The commotion caused by the stoor worm's writhing agonies draws a crowd to the beach, and Assipattle lands safely among them. The ferocity of the fire burning in the creature's liver increases, causing smoke clouds to be expelled from its mouth and nostrils, turning the skies black. The islanders, believing that the world is about to end, clamber up a hillside to watch the final death throes of the creature at a safe distance from the resulting tidal waves and earthquakes. As it dies, the creature's teeth fall out to become the islands of Orkney, Shetland and the Faroes. The Baltic Sea is created where its tongue falls out, and when the creature finally curls up into a tight knot and dies, its body becomes Iceland. True to his word, once the skies clear and the earth settles, the king relinquishes his kingdom to Assipattle, who marries Princess Gem-de-lovely. As promised, the king also gives Odin's magic sword to Assipattle.

==Origins==
The stoor worm is likely to be an Orkney variant of the Norse Jörmungandr, or world serpent, also known as the Midgard Serpent. The Orcadian folklorist Marwick highlights the similarity between the method Assipattle used to kill the mythical creature and those recounted in the slaying of the Worm of Linton and the Cnoc na Cnoimh of Sutherland tales. He also notes that in Bel and the Dragon, the dragon is killed by Daniel using "fat and hair" instead of peat. In Shetland there was a long-standing belief that "away, far out to sea, near the edge of the world, lived a monstrous sea-serpent that took about six hours to draw in his breath, and six hours to let it out", which Marwick speculates was probably an explanation for the cycle of the tides.

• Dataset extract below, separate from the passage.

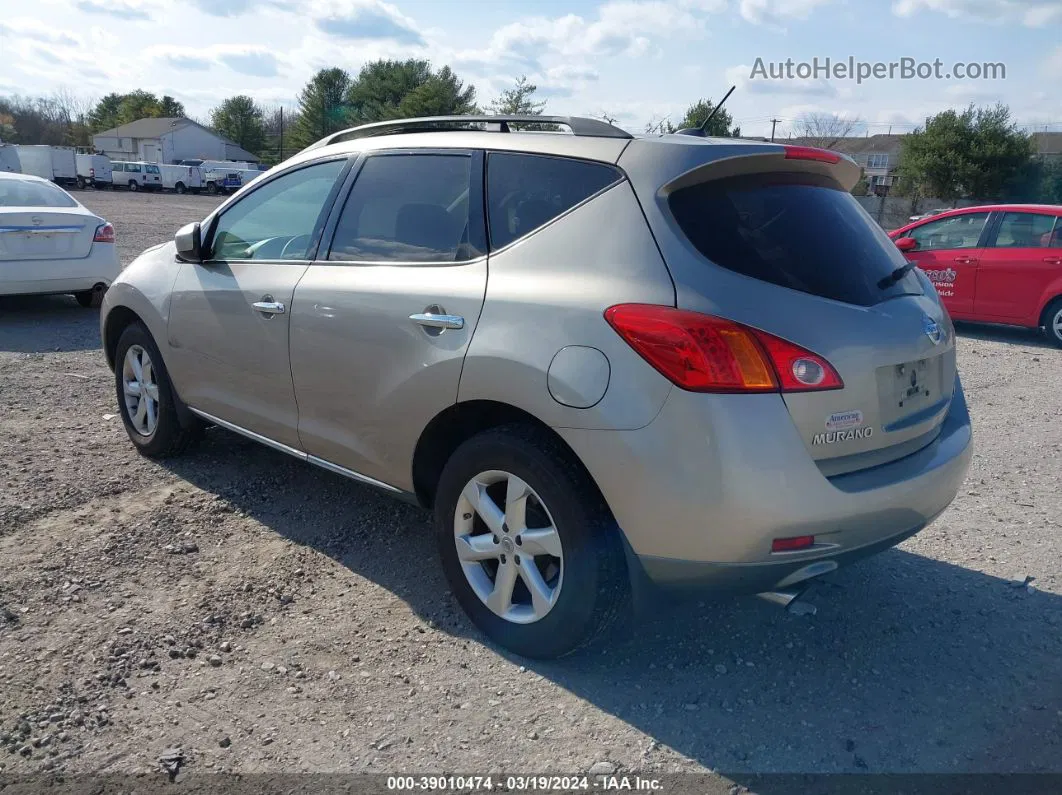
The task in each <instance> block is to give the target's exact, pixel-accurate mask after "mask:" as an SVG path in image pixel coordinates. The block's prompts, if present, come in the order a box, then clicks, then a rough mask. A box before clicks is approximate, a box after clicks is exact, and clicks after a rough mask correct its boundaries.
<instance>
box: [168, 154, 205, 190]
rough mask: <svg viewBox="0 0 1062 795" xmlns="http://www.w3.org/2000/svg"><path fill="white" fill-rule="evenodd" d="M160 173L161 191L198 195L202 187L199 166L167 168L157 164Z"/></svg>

Hartland published an analysis of the myths of the Perseus cycle in the last decade of the 19th century with the stated aim to determine "whether it be possible to ascertain what was its primitive form, where it originated, and how it became diffused over the Eastern continent." He highlighted similarities between Assipattle's defeat of the stoor worm and Herakle's rescue of Hesione. When researching the Dartmoor legend of Childe's Tomb folklorist Theo Brown also drew comparisons between the slaying of the stoor worm and Jonah's three-day confinement inside a whale. Hartland concluded that tales of this genre were confined to countries beginning to move away from primitive beliefs and possibly evolved "out of the suppression of human sacrifices to divinities in bestial form."